BMKG Telah Beri Peringatan Dini 8 Hari Sebelum Banjir Bandang Sumatera

Banjir Bandang Sumatera

Kepala Badan Meteorologi Klimatologi dan Geofisika (BMKG), Teuku Faisal Fathani, meminta para Kepala Daerah untuk segera merespons peringatan dini terkait bibit Siklon Tropis Senyar. Siklon ini diidentifikasi sebagai penyebab utama bencana banjir dan longsor di Aceh, Sumatera Utara (Sumut), dan Sumatera Barat (Sumbar).

Kepala Daerah Harus Segera Merespons

Dilansir dari disway.id, Faisal menegaskan bahwa langkah mitigasi di tingkat daerah sangat diperlukan untuk mencegah dan meminimalisir korban jiwa. Peringatan dini telah disampaikan BMKG secara berulang sebelum bencana hidrometeorologis yang disebabkan curah hujan ekstrem tersebut terjadi.

“Mohon para kepala daerah juga berhati-hati dan mencermati informasi-informasi yang kami berikan melalui pos atau koordinator tiap provinsi. Ada lima balai besar yang kami miliki, itu memiliki wewenang untuk memberikan warning langsung ke provinsinya,” kata Faisal Fathani dalam rapat koordinasi di Kantor Kemendagri, Jakarta Pusat, Senin (1/12/2025).

Ia menambahkan, respons cepat dari Kepala Daerah penting agar informasi mengenai ancaman bencana hidrometeorologis dapat diteruskan secara langsung kepada jajaran di tingkat daerah dan masyarakat luas.

Peringatan Sudah Diberikan Sejak Dini

BMKG mengklaim telah memberikan peringatan dini mengenai bibit Siklon Tropis Senyar delapan hari sebelum proses pembentukan siklon dimulai. Peringatan ini disampaikan secara berkala ke pemerintah daerah yang terdampak.

“Siklon Tropis Senyar itu sudah bisa kita prediksi sekitar delapan hari sebelum proses pembentukan siklon.

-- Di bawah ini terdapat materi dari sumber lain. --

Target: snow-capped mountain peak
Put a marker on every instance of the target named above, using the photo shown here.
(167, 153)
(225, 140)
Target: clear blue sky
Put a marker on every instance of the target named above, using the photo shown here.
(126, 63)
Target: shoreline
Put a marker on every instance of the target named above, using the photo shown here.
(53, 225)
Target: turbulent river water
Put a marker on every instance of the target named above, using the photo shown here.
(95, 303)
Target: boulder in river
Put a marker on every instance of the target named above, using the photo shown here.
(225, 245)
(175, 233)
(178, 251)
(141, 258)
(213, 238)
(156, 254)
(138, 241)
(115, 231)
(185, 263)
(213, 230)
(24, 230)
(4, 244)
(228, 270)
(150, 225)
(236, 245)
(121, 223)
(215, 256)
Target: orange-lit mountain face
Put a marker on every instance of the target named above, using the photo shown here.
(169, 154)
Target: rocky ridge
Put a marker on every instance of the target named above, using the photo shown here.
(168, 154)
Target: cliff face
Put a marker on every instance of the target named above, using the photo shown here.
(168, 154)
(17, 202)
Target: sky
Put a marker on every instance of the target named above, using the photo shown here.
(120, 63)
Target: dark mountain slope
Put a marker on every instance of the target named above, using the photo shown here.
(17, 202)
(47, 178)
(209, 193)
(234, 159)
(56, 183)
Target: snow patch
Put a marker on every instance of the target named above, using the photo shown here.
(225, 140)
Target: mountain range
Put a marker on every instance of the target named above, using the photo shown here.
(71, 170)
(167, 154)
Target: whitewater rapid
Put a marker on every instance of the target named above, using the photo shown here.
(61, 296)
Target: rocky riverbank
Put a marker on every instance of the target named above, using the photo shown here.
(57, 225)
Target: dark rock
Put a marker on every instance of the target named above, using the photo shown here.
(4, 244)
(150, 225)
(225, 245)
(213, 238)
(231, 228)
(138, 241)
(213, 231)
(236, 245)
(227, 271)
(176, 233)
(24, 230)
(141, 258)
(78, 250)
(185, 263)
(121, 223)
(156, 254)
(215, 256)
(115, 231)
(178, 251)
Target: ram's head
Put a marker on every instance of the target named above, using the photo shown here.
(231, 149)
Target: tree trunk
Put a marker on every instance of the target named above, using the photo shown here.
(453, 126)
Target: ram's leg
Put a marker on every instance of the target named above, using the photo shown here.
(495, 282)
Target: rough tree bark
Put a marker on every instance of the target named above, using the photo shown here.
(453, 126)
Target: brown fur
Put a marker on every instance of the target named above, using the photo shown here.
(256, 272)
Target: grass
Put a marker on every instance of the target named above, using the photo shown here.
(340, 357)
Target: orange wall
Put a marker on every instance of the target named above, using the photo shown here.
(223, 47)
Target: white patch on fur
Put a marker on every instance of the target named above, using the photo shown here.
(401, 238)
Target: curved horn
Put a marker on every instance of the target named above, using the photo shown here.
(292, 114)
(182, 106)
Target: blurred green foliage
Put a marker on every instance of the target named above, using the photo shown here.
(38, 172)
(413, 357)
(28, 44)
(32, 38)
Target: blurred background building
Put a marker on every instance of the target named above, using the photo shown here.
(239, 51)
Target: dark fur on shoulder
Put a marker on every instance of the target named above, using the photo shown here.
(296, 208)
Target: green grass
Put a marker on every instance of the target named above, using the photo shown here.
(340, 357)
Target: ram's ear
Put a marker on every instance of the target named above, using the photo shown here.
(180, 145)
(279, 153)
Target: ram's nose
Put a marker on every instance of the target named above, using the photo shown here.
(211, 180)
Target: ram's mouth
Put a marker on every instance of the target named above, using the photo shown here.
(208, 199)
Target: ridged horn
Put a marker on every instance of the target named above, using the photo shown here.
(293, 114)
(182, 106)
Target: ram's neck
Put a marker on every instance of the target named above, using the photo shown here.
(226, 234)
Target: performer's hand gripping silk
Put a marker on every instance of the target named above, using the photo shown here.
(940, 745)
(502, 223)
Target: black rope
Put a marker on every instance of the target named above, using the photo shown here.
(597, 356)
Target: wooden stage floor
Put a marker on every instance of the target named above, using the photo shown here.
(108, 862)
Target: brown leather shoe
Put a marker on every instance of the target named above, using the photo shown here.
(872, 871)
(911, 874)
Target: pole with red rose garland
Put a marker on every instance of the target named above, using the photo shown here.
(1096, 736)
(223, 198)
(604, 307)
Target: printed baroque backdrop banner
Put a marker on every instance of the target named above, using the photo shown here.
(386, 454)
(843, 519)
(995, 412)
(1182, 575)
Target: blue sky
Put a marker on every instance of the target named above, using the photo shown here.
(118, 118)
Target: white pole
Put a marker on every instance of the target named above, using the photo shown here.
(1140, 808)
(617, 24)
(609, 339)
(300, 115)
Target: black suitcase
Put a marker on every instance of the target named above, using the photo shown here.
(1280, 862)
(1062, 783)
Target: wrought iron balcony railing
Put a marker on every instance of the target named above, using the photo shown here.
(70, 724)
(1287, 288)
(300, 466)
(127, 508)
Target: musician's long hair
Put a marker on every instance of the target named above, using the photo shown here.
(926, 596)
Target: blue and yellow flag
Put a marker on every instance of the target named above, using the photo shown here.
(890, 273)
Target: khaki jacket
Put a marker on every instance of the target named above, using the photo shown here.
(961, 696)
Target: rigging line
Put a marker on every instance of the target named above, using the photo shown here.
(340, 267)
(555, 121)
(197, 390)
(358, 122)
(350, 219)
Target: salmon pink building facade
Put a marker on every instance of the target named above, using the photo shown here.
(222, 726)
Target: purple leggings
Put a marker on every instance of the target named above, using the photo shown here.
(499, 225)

Jadi di daerah Aceh, Sumatera Utara, Sumatera Barat itu Kepala Balai 1, Balai Besar BMKG Wilayah 1 itu sudah mengeluarkan warning delapan hari sebelumnya, diulang lagi empat hari sebelumnya, kemudian dua hari sebelumnya,” ujar Faisal.

Dari pernyataan itu, ditegaskan bahwa BMKG telah melakukan tugasnya dengan memantau hasil kajian dan memberikan peringatan dini dengan rentang waktu yang cukup untuk direspons. Ia menyebut, beberapa Kepala Daerah telah menangkap dan menindaklanjuti informasi tersebut.

“Sehingga ada beberapa kepala daerah juga yang menangkap informasi itu dan menyampaikan secara langsung kepada jajarannya di tingkat daerah,” jelasnya.

Anomali Pemicu Siklon Rendah Berdampak Besar

Faisal juga menjelaskan bahwa Siklon Senyar di Selat Malaka ini terjadi akibat adanya anomali atmosfer, meskipun Indonesia secara umum bukan merupakan daerah rawan siklon.

“Tapi ternyata terjadi anomali, karena anomali atmosfer, kemudian cuaca, seruakan dingin dan sebagainya, sehingga terbentuklah yang kita kenal dengan Siklon Senyar di Selat Malaka,” katanya.

Meskipun Siklon Senyar hanya berkategori 1—kategori paling rendah—dampaknya terhadap utara Sumatera sangat besar. Hal ini disebabkan suhu Selat Malaka yang saat itu agak hangat, memicu pembentukan awan hujan yang cukup banyak. Hal ini menyebabkan curah hujan ekstrem yang berujung pada banjir, longsor, dan banjir bandang. Untuk itu, kesiapsiagaan daerah menjadi kunci untuk meminimalisir risiko.